SINERGISATU.COM (Jakarta)- Sidang pemeriksaan terhadap terdakwa Lukas Enembe adalah proses obyektif guna menemukan kebenaran materill dan sangkaan perbuatan yang di dakwakan kepada tersangka lukas enembe.
Hal tersebut disampaikan oleh Emanuel Herdiyanto,SH.MH, anggota tim kuasa hukum dan advokasi Lukas Enembe kepada wartawan di Jakarta, Selasa (13/6/2023).
Menurutnya, bahwa sidang pengadilan adalah merupakan tahapan akhir dalam pemidanaan untuk membuktikan sangkaan delik yg di duga dilanggar.
“Selama masa penahanan oleh penyidik KPK, klien kami Bapak Lukas Enembe saat ini sedang sakit dan telah beberapa kali harus dibawa ke RSPAD Gatot Subroto untuk di rawat dan di cek kesehatannya.

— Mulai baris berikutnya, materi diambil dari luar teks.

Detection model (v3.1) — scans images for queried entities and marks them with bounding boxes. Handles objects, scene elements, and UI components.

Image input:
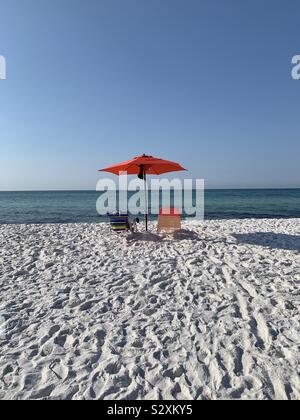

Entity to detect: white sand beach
[0,219,300,400]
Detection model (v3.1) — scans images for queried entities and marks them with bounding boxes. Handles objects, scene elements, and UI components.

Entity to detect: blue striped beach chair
[109,214,132,232]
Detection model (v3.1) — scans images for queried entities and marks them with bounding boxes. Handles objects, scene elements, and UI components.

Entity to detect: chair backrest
[157,208,181,232]
[109,214,130,232]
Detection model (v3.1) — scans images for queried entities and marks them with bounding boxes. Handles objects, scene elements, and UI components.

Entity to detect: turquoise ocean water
[0,189,300,224]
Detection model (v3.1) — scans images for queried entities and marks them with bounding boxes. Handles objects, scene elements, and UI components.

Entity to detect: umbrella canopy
[99,155,186,230]
[99,155,185,175]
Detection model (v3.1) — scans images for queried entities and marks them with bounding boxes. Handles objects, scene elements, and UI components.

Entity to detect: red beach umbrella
[99,155,186,230]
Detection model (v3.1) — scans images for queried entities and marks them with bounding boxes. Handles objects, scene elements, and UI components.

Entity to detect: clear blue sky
[0,0,300,190]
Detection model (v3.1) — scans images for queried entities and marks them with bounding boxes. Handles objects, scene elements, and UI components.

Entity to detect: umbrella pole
[144,170,148,232]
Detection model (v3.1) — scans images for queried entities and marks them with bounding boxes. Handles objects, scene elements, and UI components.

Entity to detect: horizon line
[0,186,300,193]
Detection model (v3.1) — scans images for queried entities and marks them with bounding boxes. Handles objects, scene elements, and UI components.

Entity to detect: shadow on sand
[126,232,162,242]
[233,232,300,251]
[126,229,200,242]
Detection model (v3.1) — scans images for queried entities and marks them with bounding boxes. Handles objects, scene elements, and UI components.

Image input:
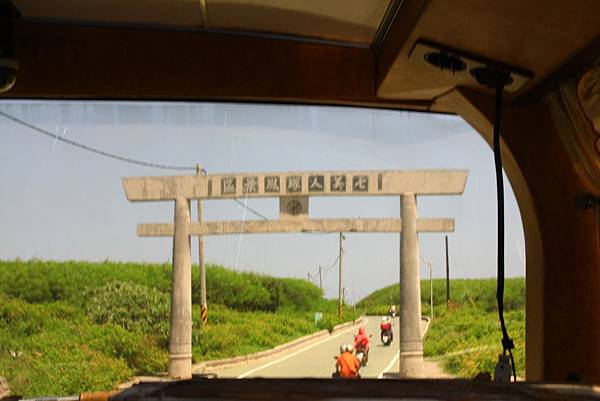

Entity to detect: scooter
[356,347,369,366]
[381,329,394,347]
[355,334,373,366]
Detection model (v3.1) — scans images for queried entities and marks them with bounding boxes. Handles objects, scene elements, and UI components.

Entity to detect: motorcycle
[331,356,360,379]
[379,318,394,347]
[356,347,369,366]
[381,329,394,347]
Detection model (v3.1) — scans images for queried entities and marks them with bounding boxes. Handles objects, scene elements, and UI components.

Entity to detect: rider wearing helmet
[336,344,360,379]
[354,326,369,352]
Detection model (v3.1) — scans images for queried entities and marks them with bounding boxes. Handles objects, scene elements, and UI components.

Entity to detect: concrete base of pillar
[168,354,192,380]
[400,351,423,379]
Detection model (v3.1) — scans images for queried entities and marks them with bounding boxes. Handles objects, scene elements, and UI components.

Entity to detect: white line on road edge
[238,318,369,379]
[377,351,400,379]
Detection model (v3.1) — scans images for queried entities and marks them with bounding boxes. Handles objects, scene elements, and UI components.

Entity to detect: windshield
[0,101,525,396]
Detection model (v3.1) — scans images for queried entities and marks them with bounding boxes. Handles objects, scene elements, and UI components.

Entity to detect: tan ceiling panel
[206,0,390,45]
[13,0,202,27]
[378,0,600,99]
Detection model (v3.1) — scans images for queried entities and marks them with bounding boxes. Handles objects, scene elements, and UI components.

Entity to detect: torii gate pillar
[168,198,192,380]
[400,193,423,378]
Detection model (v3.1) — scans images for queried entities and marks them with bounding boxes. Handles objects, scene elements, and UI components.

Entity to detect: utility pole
[319,265,323,292]
[421,257,433,319]
[446,235,450,309]
[338,233,346,320]
[196,164,208,326]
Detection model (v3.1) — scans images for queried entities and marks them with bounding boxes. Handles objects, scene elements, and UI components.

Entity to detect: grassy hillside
[0,260,357,396]
[359,278,525,377]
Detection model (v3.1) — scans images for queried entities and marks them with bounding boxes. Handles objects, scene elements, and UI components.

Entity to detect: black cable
[0,110,196,171]
[494,86,517,382]
[233,198,269,221]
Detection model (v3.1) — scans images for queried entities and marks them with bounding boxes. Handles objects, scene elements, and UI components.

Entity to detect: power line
[0,110,196,171]
[0,110,278,220]
[233,198,269,220]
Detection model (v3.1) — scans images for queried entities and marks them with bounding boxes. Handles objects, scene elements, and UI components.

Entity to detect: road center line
[377,351,400,379]
[238,319,368,379]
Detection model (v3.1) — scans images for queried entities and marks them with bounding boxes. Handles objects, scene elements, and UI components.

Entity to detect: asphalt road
[215,316,424,379]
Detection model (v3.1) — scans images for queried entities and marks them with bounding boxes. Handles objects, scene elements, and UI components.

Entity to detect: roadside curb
[192,317,363,373]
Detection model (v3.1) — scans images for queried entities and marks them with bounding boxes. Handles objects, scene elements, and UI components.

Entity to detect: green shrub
[0,259,323,312]
[0,294,167,396]
[85,282,170,346]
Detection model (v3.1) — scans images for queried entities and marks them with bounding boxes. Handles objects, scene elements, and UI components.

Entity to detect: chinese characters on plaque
[221,174,370,195]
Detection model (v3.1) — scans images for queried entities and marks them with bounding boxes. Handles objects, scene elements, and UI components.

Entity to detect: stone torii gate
[122,170,468,379]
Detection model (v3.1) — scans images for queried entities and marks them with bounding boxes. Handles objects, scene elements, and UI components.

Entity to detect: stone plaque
[279,196,308,219]
[330,174,346,192]
[352,175,369,192]
[242,176,258,194]
[265,175,280,193]
[308,175,325,192]
[221,177,236,195]
[285,175,302,193]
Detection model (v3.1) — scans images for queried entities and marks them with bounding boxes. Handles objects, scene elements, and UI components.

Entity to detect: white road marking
[238,319,369,379]
[377,351,400,379]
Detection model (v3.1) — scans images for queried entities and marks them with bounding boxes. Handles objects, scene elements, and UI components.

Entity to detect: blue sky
[0,101,524,297]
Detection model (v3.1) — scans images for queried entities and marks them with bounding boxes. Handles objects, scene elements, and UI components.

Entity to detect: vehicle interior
[0,0,600,400]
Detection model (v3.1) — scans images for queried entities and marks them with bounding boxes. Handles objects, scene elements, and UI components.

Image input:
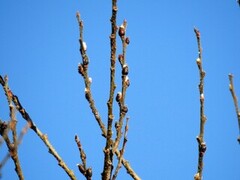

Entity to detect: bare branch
[112,118,129,180]
[77,12,107,137]
[0,76,76,180]
[1,76,24,179]
[113,20,130,155]
[228,74,240,143]
[194,28,207,180]
[75,135,92,180]
[0,123,29,176]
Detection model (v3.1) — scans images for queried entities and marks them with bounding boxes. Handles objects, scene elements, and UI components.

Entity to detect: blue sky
[0,0,240,180]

Dan saat ini, dalam persidangan klien kami juga menyatakan bahwa dirinya tidak sehat dan sedang sakit. Kalau kita simak perkataan klien kami dalam sidang online kemarin, klien kami mengatakan bahwa kakinya bengkak,” kata kuasa hukum gubernur Papua non aktif,Emanuel Herdiyanto kepada wartawan di Jakarta.
“Bengkak pada kaki klien kami ini karena sakit ‘Diabetes Melitus’ yang di deritanya. Dan ini adalah satu dari sakit yang oleh dokter RSPAD dan dokter IDI ( Ikatan Dokter Indonesia) disebut adalah benar di derita oleh klien kami.
Adapun, selain klien kami juga disebutkan menderita penyakit lain seperti riwayat stroke, sakit ginjal dan lainnya,” jelas Eman.
Bahwa hukum itu soal keadilan, kepastian dan manfaat.
“Jadi, kalau kita bicara dalam aspek keadilan dan kepastian hukum, tentu kita semua selaku penegak hukum menghendaki agar pemeriksaan terhadap klien kami dilakukan dengan kondisi sehat. Namun, dalam sidang kemarin, kita dengar sendiri bahwa ketua majelis hakim dengan tegas mengatakan bahwa kalau terdakwa sakit maka sidang tidak bisa dilanjutkan,” tegasnya.
Eman menjelaskan, bahwa sebagai kuasa hukum pihaknya akan mengusulkan kepada majelis hakim berkenan menunjuk Tim Dokter Independen guna memastikan kondisi kesehatan Bapak Lukas Enembe.
“Sebab, kalau harus adil maka bukan hanya rekomendasi dokter KPK atau jaksa yang di jadikan dasar dilanjutkan atau tidak sidang pak lukas enembe, tetapi dokter lebih independent secara kewenangan proses hukum. Bahwa, saat ini kita tahu bahwa terdakwa Bapak Lukas Enembe sedang berada dalam kewenangan pengadilan. Oleh karena itu, rencana usulan kami tersebut bersesuaian dengan kewenangan majelis hakim pengadilan yang memeriksa dan memutus perkara klien kami,” kata dia.
Adapun, kata Emanuel Herdiyanto, rencana usulan tersebut dimaksudkan untuk memeriksa kondisi kesehatan kliennya, apakah benar- benar dapat mengikuti persidangan secara normal atau fit to stand trial. “Kemampuan seorang terdakwa untuk dapat mengikuti seluruh persidangan secara normal adalah bagian dari hak terdakwa untuk memperoleh peradilan yang adil atau Fair Trial,” paparnya.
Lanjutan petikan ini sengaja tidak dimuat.